Combination Strategies: Current research is exploring the combination of CAR T-cell therapies like lisocabtagene maraleucel with other immunomodulators, checkpoint inhibitors, or targeted small molecules to enhance efficacy, persistence of CAR T cells, and overcome resistance mechanisms in the tumor microenvironment.
Next-Generation Engineering: Ongoing research focuses on “armoring” CAR T cells (e.g., with cytokine secretion or resistance to immunosuppression) and developing allogeneic (“off-the-shelf”) CAR T-cell products from healthy donors to reduce manufacturing time and variability.

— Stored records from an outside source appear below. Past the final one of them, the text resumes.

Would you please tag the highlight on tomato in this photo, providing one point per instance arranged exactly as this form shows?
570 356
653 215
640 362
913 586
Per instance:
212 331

Patient Management and Practical Recommendations

Pre-Treatment

Eligibility & Counseling: Comprehensive evaluation for fitness, including cardiac, pulmonary, and renal function. Patients must be informed of the risks of CRS and neurotoxicity and agree to stay near the treatment center for at least 4 weeks post-infusion.
Tumor Assessment: Confirm CD19 positivity of the malignancy via biopsy.
Infectious Disease Screening: Screen for HIV, HBV, HCV, and other relevant infections.
Central Line: Ensure placement of a dedicated central venous catheter.

During & Post-Treatment

Administration Site: Administer only at a certified healthcare facility equipped to manage severe CRS and neurologic toxicities.
Monitoring: Patients require daily monitoring for signs of CRS and neurotoxicity for at least 7 days post-infusion. Hospitalization for a minimum of 7 days is standard. Monitor blood counts and immunoglobulin levels regularly for weeks to months.
Prophylaxis: Provide prophylaxis for tumor lysis syndrome, infections, and seizures as per protocol.

Do’s and Don’ts

DO: Report fever, chills, dizziness, confusion, or shortness of breath immediately after infusion.
DO: Arrange for a dedicated caregiver and avoid driving or operating heavy machinery for at least 8 weeks post-infusion.
DON’T: Administer live vaccines during or after treatment.
DON’T: Use corticosteroids or other immunosuppressants prior to infusion unless for lymphodepleting chemotherapy or management of life-threatening adverse reactions.

Legal Disclaimer

This guide is for informational purposes only and is intended for international patients and healthcare professionals. It does not replace professional medical advice, diagnosis, or treatment. This therapy involves complex, potentially severe risks and is only administered within specific certified clinical settings. All treatment decisions must be made in consultation with a qualified oncologist specializing in cellular immunotherapy.